Oil Jumps to $67.70 as OPEC+ Extends Production Cuts




Oil Jumps to $67.70 as OPEC+ Extends Production Cuts

Brent crude oil, against which Nigerian oil is priced, rose to $67.70 per barrel on Thursday following the decision of OPEC and allies, known as OPEC+, to extend production cuts.

OPEC and allies are presently debating whether to restore as much as 1.5 million barrels per day of crude oil in April, according to people with the knowledge of the meeting.

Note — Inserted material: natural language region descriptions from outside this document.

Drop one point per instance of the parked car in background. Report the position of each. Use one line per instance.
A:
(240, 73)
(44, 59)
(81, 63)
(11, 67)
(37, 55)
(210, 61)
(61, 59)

Experts have said OPEC+ continuous production cuts could increase global inflationary pressure with the rising price of could oil. However, Saudi Energy Minister Prince Abdulaziz bin Salman said “I don’t think it will overheat.”

Last year “we suffered alone, we as OPEC+” and now “it’s about being vigilant and being careful,” he said.

Saudi minister added that the additional 1 million barrel-a-day voluntary production cut the kingdom introduced in February was now open-ended. Meaning, OPEC+ will be withholding 7 million barrels a day or 7 percent of global demand from the market– even as fuel consumption recovers in many nations.

Experts have started predicting $75 a barrel by April.

“We expect oil prices to rise toward $70 to $75 a barrel during April,” said Ann-Louise Hittle, vice president of macro oils at consultant Wood Mackenzie Ltd. “The risk is these higher prices will dampen the tentative global recovery. But the Saudi energy minister is adamant OPEC+ must watch for concrete signs of a demand rise before he moves on production.”